Guide to Nursing During The Holidays

nursing during holidays feature

Whether you’re a bare-it-all nurser or a cover-it-up gal, there’s one thing everyone can agree on: nursing during the holidays is its own challenge. Traveling, busy schedules, constantly being surrounded by loved ones, and even wanting to partake in the holiday egg nog have all been to blame for “holiday weaning.”

Holiday weaning is a term used when a mom accidentally nurses less during the holidays which leads to lower milk supply and, for some, an early end to breastfeeding altogether.

If you don’t want to add holiday weaning to your list of holiday stressors, check out these tips for prioritizing breastfeeding and your comfort while breastfeeding at home or on the road.

Traveling and Nursing

Breast milk is a great baby food to travel with. It’s all contained within your body! You can take it on airplanes with you and it travels well by car too. If you’re traveling by car, make sure you take breaks when your baby needs to eat. Baby’s feeding routine likely won’t change while you travel. So if your little one eats every two hours, expect to park just as often. Many moms find they can even feed without having to remove their baby from their car seat.

When traveling by plane, train, or bus, remember to take a sling as this can provide discretion and comfort for you and your little one while breastfeeding. It’s also a good idea to avoid taking the red-eye route. You may think it’s a good idea since your baby will sleep, but you won’t sleep well, and that puts you at risk for mastitis, exhaustion, low supply, and even illness.

Nursing Away From Home

Here’s a secret all moms need to know: your hosts will make adjustments for your comfort if you ask them to. It is the best thing for you to not host this year. So when you go to visit grandparents, aunts, or uncles of your new baby, just remember they want to help you. Ask them to prepare a quiet place for breastfeeding, a comfortable bed with pillows you can lay on, and a way to play soothing music. Even if you’re comfortable nursing in front of people, having a space to go when you’re overwhelmed or y0ur baby is tired will be a holiday gift!

Watching What You Eat

While nursing, you have to watch what you eat, and that doesn’t change during the holidays. In fact, there are some foods and herbs popular in holiday cooking that can lower your milk supply. You already know to avoid alcohol—that counts for the glass of Thanksgiving wine or Grandpa’s special egg nog too (though if you do partake, remember that only one regular alcoholic drink is okay if you wait two hours to breastfeed or you can pump and dump. Read more of the CDC’s guidelines on alcohol consumption and breastfeeding). You should also avoid the following as they can lower your milk supply:

  • Sage
  • Peppermint
  • Parsley
  • Oregano
  • Cabbage leaves

On-Demand Feeding

Baby’s routine will be thrown in the air during the holidays with all of the shopping, going to parties, and baking treats. As the daylight gets shorter and the nights get fuller, you may begin missing feeding cues. Your baby may also try to feed at different times than normal. Trust your instincts! If it seems like your baby should be hungry, take the time to feed them.

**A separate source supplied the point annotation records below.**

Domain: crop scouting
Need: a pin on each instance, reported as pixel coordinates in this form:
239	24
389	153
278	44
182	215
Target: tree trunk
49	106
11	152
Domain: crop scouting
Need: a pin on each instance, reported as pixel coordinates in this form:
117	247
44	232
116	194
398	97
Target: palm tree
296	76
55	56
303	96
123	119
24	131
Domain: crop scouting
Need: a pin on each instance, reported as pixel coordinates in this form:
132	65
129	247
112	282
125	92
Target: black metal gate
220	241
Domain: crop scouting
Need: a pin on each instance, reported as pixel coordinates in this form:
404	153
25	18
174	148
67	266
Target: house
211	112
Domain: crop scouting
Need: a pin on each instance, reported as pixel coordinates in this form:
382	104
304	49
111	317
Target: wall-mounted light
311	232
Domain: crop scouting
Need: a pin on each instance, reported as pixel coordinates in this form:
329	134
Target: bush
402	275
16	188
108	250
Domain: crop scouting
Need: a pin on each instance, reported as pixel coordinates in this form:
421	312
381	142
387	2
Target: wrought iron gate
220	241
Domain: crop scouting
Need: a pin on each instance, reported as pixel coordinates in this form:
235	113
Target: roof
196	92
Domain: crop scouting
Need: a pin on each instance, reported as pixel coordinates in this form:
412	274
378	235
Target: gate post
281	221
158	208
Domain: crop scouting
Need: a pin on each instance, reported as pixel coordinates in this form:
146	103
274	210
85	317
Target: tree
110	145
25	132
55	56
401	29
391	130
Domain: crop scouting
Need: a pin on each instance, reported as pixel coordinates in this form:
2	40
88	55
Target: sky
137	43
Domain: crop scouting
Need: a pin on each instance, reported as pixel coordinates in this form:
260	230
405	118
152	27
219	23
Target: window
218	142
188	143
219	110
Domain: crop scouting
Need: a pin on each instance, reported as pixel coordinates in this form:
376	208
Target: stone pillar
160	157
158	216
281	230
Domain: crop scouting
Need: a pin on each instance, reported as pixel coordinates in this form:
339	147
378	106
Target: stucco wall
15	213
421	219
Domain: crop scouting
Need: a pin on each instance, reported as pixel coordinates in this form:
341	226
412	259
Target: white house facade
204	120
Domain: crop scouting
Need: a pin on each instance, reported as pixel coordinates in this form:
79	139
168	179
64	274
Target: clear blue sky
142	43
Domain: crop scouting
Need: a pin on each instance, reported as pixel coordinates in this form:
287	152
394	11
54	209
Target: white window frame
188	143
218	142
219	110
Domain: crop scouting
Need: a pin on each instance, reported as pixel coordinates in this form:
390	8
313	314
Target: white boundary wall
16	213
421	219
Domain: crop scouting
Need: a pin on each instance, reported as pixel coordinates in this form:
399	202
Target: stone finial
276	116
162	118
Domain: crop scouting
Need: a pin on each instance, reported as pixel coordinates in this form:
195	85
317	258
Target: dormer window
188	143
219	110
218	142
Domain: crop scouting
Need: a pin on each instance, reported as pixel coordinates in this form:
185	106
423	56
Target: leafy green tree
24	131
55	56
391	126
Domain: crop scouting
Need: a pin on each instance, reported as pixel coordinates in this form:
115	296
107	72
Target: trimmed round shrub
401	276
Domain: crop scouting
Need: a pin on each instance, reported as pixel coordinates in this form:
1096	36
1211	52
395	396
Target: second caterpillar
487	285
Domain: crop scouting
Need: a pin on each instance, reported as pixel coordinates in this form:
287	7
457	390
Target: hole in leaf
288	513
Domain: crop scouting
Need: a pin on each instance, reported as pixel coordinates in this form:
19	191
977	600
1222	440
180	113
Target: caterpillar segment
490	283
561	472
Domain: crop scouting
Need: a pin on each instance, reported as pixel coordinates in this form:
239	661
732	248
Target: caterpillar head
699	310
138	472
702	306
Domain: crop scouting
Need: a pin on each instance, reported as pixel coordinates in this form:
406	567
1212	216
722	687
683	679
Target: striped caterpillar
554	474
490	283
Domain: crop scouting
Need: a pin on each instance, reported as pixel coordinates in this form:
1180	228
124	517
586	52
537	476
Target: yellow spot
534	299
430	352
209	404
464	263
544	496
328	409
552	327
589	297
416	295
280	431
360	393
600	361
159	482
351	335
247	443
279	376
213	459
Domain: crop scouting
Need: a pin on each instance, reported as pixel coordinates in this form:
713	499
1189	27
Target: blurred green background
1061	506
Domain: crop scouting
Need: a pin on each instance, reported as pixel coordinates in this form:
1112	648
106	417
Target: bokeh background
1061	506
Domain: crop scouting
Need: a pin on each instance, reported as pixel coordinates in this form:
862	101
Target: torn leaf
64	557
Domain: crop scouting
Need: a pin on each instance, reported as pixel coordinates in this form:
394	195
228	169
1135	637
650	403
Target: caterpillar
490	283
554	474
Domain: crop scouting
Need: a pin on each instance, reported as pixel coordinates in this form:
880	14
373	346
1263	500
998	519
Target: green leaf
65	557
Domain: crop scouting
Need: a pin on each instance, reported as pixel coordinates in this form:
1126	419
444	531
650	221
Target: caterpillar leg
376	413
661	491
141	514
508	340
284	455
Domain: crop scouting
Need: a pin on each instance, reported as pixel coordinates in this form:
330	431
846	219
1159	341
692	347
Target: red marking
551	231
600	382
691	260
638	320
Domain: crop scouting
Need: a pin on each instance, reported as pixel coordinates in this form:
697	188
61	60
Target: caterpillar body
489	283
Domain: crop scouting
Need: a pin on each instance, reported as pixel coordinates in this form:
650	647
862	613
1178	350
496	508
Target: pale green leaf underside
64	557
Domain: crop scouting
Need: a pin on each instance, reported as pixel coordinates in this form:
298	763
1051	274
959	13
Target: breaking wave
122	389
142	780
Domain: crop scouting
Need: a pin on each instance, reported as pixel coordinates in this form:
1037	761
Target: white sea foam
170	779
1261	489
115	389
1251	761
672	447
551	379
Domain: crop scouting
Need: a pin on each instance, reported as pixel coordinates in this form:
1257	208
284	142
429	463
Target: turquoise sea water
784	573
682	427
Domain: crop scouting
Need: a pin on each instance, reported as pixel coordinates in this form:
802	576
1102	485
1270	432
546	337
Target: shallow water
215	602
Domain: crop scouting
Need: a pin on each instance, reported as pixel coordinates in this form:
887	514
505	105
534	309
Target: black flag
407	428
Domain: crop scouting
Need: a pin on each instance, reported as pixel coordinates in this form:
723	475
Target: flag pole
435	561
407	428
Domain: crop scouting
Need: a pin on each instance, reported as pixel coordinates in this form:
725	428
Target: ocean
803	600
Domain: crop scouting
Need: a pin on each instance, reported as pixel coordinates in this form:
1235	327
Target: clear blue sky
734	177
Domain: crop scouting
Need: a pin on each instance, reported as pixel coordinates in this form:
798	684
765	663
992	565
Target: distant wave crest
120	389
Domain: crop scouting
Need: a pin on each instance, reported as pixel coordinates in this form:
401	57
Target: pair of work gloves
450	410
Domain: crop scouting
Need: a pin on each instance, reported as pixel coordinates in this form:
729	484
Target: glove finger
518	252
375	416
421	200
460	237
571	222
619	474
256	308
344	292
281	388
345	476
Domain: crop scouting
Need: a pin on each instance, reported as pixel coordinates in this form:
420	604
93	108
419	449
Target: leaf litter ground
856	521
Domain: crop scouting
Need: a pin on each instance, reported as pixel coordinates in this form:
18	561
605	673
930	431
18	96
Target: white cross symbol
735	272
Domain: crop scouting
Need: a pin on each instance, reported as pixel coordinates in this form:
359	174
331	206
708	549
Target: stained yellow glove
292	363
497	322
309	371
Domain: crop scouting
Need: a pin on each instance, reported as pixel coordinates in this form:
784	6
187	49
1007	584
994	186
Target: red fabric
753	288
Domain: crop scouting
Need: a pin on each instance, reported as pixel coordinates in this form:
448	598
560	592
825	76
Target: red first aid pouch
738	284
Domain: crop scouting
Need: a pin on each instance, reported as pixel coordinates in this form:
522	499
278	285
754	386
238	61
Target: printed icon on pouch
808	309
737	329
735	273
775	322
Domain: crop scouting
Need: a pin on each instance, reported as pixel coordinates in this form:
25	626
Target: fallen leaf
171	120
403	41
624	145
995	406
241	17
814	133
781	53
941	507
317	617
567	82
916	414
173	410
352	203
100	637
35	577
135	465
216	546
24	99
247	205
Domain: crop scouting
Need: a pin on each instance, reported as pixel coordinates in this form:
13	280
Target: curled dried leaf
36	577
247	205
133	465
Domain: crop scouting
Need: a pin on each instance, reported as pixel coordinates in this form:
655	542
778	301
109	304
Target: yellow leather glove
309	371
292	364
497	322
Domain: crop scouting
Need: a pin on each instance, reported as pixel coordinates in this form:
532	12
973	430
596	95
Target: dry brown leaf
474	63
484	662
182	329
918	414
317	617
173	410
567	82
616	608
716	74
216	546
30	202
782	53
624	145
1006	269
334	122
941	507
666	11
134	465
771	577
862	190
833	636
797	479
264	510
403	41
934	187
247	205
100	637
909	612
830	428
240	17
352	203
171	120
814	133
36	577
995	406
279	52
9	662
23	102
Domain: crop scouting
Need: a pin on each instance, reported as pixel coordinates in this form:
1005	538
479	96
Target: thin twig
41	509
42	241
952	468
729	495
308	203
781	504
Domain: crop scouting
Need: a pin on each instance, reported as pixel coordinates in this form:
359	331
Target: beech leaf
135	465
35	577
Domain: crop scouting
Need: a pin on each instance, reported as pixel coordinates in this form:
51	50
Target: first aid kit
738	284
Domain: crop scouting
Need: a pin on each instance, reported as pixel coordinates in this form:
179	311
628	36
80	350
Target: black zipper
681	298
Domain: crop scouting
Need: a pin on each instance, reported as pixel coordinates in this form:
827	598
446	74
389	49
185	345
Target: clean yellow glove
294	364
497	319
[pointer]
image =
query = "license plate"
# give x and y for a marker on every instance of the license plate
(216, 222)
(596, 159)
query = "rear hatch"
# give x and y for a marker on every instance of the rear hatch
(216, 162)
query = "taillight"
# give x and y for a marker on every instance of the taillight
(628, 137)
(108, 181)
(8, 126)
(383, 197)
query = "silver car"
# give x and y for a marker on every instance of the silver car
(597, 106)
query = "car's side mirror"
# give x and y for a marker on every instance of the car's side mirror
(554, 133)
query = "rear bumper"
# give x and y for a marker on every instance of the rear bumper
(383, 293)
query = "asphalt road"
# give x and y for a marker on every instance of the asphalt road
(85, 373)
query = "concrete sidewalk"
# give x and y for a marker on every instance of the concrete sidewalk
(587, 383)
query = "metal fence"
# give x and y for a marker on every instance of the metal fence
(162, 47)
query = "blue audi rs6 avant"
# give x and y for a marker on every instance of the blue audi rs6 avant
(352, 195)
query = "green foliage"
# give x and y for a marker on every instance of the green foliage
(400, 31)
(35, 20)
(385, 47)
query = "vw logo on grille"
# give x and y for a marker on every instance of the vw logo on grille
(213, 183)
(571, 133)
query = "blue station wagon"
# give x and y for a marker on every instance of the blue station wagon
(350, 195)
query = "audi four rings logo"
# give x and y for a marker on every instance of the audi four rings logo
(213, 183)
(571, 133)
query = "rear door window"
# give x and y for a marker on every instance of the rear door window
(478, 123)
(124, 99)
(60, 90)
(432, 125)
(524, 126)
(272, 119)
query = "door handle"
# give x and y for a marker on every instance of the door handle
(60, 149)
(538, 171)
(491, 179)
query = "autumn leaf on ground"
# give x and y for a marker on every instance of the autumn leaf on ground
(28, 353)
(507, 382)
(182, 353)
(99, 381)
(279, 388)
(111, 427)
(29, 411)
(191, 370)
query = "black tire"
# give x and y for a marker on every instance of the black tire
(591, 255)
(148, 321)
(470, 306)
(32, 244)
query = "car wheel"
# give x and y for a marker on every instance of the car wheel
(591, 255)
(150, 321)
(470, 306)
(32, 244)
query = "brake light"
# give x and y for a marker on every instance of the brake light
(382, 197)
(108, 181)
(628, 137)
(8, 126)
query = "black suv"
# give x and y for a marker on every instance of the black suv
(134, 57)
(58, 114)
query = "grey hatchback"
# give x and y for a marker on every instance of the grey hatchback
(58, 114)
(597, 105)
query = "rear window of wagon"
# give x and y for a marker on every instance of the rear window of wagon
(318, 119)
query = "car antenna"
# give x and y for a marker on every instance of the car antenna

You may also find that your baby is crying more for nursing time. Whether they are overwhelmed, anxious, or simply needing to be comforted, they might need extra time on the breast. This can feel frustrating when you have a million things to do. But ultimately it will help both you and your baby relax and ensure milk supply keeps flowing.

And don’t forget you! Your own body cues need close attention so you can eat. Remember that you need the calories to maintain your milk supply, so make sure you’re grabbing a snack when you can, and don’t skip meals.

Protecting From Illness

When winter rolls in, more time is spent indoors, and less fresh air filters through homes. This is a breeding ground for illness, and most of the time, the contagions are transferred between homes, stores and other public places. Getting sick is not good for you or your baby, so follow these guidelines to protect from the cold and flu:

  • Ask those who want to hold your baby to use hand sanitizer first.
  • If you notice someone at the event is sick, avoid contact with that person, and leave early if possible.
  • Ask family and friends to not kiss your baby or lean in very close to their face.
  • Wash your hands thoroughly and regularly.
  • Give baby a bath after a social event.
  • Make sure you and your baby are wearing weather-appropriate clothing.

If you do get ill and need to take medicine, make sure to check with your doctor to verify whether it is safe to take while breastfeeding.

Just remember, the holidays are great for introducing your new baby to friends and family. This is meant to be a time of love, sharing, and fun. You can feel “normal” (and not just like someone’s pacifier) by going out and enjoying the company of others. It will take a bit of patience, a little extra time scheduled in, and some extra precautions, but breastfeeding during the holidays doesn’t have to be difficult!